Let’s imagine that X wants to send an end to end encrypted message via a classical EM signal to Y. For that, X ciphers (encodes) the message with the help of a formula to decipher the message ( key). X, then secretly sends the key to Y so that Y can decipher the message and read the intended contents. If Z, acting as a spy, somehow intercepts the communication at any point between X and Y, then Z can use reverse engineering to trace the key and eventually shall be able to decipher the message without X or Y knowing that their communication has been hacked. This makes communication less secure despite the highest possible security standards using classical information technology.
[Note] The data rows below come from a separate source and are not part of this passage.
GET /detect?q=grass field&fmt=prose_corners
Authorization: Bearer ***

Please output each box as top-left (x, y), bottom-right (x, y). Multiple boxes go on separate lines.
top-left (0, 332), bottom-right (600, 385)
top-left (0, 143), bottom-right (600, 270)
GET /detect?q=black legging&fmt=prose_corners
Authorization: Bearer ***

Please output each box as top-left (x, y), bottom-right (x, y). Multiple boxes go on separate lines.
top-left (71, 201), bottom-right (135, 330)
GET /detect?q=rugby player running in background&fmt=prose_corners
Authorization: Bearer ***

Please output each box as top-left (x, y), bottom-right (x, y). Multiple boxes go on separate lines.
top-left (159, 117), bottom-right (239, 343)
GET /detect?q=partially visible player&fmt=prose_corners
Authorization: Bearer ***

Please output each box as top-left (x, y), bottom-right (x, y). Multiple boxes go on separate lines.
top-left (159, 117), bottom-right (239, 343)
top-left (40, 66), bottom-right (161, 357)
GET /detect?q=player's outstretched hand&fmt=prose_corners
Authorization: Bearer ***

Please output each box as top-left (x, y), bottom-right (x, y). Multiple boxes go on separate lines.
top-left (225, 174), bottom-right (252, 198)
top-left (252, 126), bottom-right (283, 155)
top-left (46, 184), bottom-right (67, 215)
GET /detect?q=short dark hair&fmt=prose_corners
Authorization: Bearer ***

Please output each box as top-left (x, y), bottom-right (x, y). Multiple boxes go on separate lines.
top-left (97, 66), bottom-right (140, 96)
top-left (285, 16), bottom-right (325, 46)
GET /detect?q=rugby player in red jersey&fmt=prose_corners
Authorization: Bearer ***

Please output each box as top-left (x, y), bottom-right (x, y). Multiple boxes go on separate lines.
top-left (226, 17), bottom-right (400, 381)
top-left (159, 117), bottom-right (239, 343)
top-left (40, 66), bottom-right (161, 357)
However, in the case of Quantum Information Technology, the scenario is different. If X and Y use quantum communication, the encrypted signal is a quantum wave function which is only supposed to collapse at Y’s end after being sent by X. Thus it is designed to deliver the intended information to only Y. If Z tries to detect a part of the wave, thus making it to collapse at Z, the information delivered at Z won’t be the intended information that X wanted to send to Y. On top of it, the fact that a part of the quantum wave signal was intercepted midway will modify the unintercepted part of the signal generating a new key, called the Quantum Key that goes to both X and Y notifying both of them about the interception by Z. This advantage is based on Quantum Entanglement where any change to one of the particles entangled with another quantum mechanically, shall inadvertently modify the quantum state of the other.
In the entire process of Quantum Communication, there is one glaring problem. That is reducing the uncertainties at X and Y when the wave collapses or changes state. This is what Quantum Error Correction is all about.